Chief of Staff John Kelly—who regards Nielsen as a protégé—is trying to talk Trump out of it, but since Kelly is in the doghouse, too, his influence is limited. In fact, the odds that Nielsen stays are probably lower than the odds that Kelly and Nielsen get shown the door at the same time. If Nielsen is indeed canned, Trump will look to replace her with an immigration hardliner (well, one even harder than Nielsen is). Finding someone like that is not too hard. For example, there's one just down the hall from the Oval Office, in the person of Stephen Miller. However finding someone like that who can also get approved by the Senate, now that's the trick.
We shall see how many heads roll in the next few weeks. There are 24 jobs that are considered Cabinet level, if we include the Vice President and the Chief of Staff. Thus far, 11 have turned over, with Kelly, Nielsen, Ryan Zinke (Interior), Wilbur Ross (Commerce), and possibly James Mattis (Defense) rumored to be short-timers. This is, of course, an unprecedented amount of instability. Ronald Reagan and Bill Clinton had turned over 5 spots by this point in their administrations, Barack Obama and George W. Bush 4 each, and George H. W. Bush only 2. Donald Trump likes to outdistance his predecessors; this is one way in which he's definitely done it. (Z)
Yesterday we had items about what Reps. Jerrold Nadler (NY), Maxine Waters (CA), and Adam Schiff (CA) plan to do once they get their chairs' gavels, but these aren't the only House members who want to hold the administration accountable. The Washington Post has an article listing the Democrats' top targets, including these and many more:
- Russian interference in elections:
The Democrats are certainly interested in special counsel Robert Mueller's report, but they are not going to sit around
twiddling their thumbs waiting for it. They are going to conduct their own investigations. One item high on the agenda is
to determine if the Russians have leverage over Donald Trump due to possible money laundering he has done for them in the past that,
if exposed, would put him in serious legal jeopardy.
- Matt Whitaker:
If AG Matt Whitaker does not recuse himself from supervising Mueller (which he almost certainly won't do), the Democrats will start
looking at his conflicts of interest. They also want to know if he is serving as a back channel, demanding that Mueller tell him everything
he has found so far and then spilling the beans to Trump. How the Democrats will investigate this, though, remains unclear. They can, and will, subpoena him, but the probability that he tells the truth, the whole truth, and nothing but the truth is close to zero.
- Hush money:
If reports that Trump was deeply involved in paying hush money to Stormy Daniels (by now we figure our loyal readers know that her birth name is Stephanie Clifford, so this will be the last mention of it unless it becomes a legal issue) and Karen McDougal are true, he probably violated
federal election law. Congress can't prosecute him, but it can certainly make his violations of the law public to prepare for a
possible impeachment later.
- Tax returns:
A 1924 law gives the chair of the Ways and Means Committee the legal authority to examine anyone's tax return.
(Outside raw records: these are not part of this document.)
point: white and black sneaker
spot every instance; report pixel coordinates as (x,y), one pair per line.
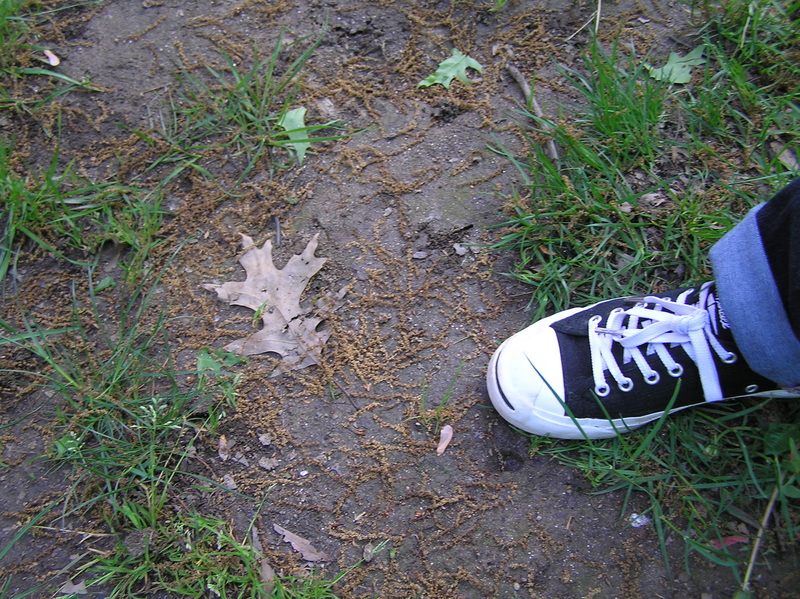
(610,368)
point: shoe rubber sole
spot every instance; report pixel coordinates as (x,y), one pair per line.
(562,426)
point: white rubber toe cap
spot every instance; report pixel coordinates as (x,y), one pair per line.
(526,382)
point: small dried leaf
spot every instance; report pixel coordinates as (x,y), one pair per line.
(301,545)
(68,588)
(288,329)
(445,436)
(223,450)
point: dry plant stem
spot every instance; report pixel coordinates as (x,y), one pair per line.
(530,100)
(759,538)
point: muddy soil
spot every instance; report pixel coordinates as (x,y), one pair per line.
(402,209)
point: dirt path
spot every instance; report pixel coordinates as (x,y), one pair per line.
(402,208)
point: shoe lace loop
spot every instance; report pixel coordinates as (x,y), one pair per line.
(654,326)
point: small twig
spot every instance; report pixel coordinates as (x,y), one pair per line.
(596,20)
(277,232)
(530,100)
(597,17)
(759,538)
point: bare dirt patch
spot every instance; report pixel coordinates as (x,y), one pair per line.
(344,454)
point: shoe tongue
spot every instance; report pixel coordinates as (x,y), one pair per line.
(578,324)
(719,323)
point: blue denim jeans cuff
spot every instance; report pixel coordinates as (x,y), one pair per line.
(753,307)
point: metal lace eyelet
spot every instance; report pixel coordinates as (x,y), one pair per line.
(652,378)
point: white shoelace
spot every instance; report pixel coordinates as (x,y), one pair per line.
(654,326)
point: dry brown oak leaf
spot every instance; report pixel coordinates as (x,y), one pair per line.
(289,329)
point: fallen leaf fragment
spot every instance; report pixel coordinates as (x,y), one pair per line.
(445,436)
(454,67)
(728,541)
(274,294)
(268,463)
(301,545)
(267,573)
(68,588)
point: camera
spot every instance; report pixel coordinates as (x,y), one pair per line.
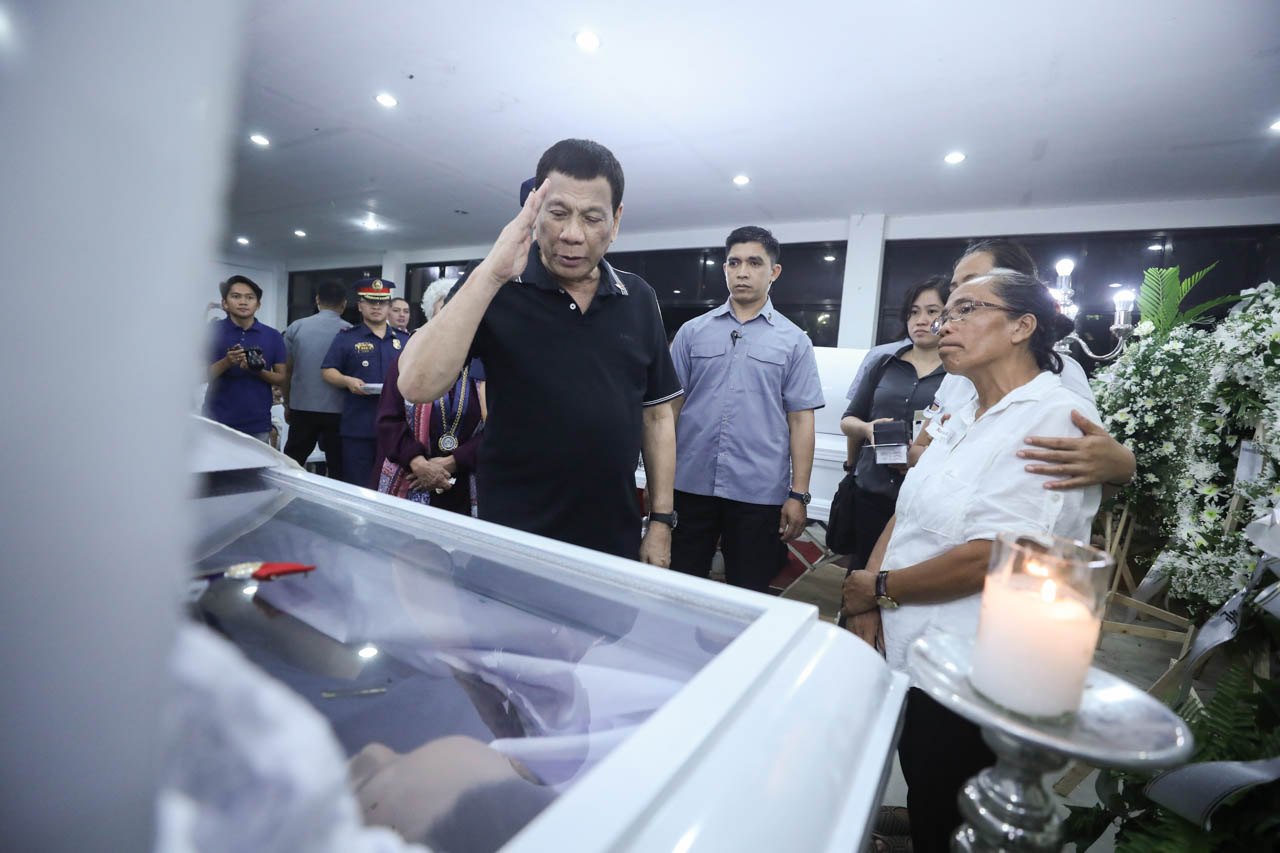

Incoming chair Rep. Richard Neal (D-MA) has said he intends to use this authority to get Trump's tax returns. The committee
could then make them public by a simple majority vote. Expect Trump to fight this tooth and nail because there is undoubtedly
something very damaging there. Otherwise he would have long ago made his returns public to show what a great businessman he is.
Earlier this year there was a report of a flurry of phone calls between Trump Tower and the Alfa Bank in Moscow.
If it turns out Trump paid a lot of interest on loans he got from the Alfa Bank, they would show up as deductions on his
tax return. This is what Neal wants to find out.
- Emoluments clause:
A pending lawsuit brought by Democratic House members alleges that Trump has violated the Constitution's emoluments clause
by profiting from foreign governments renting blocks of rooms at his D.C. hotel. Also, Rep. John Garamendi (D-CA), a senior
member of the Transportation Committee, which has jurisdiction over government properties (including the building that houses
Trump's hotel), wants to look into this matter.
- Security clearances:
Democrats want to know how first son-in-law Jared Kushner was allowed to see classified documents without a security clearance.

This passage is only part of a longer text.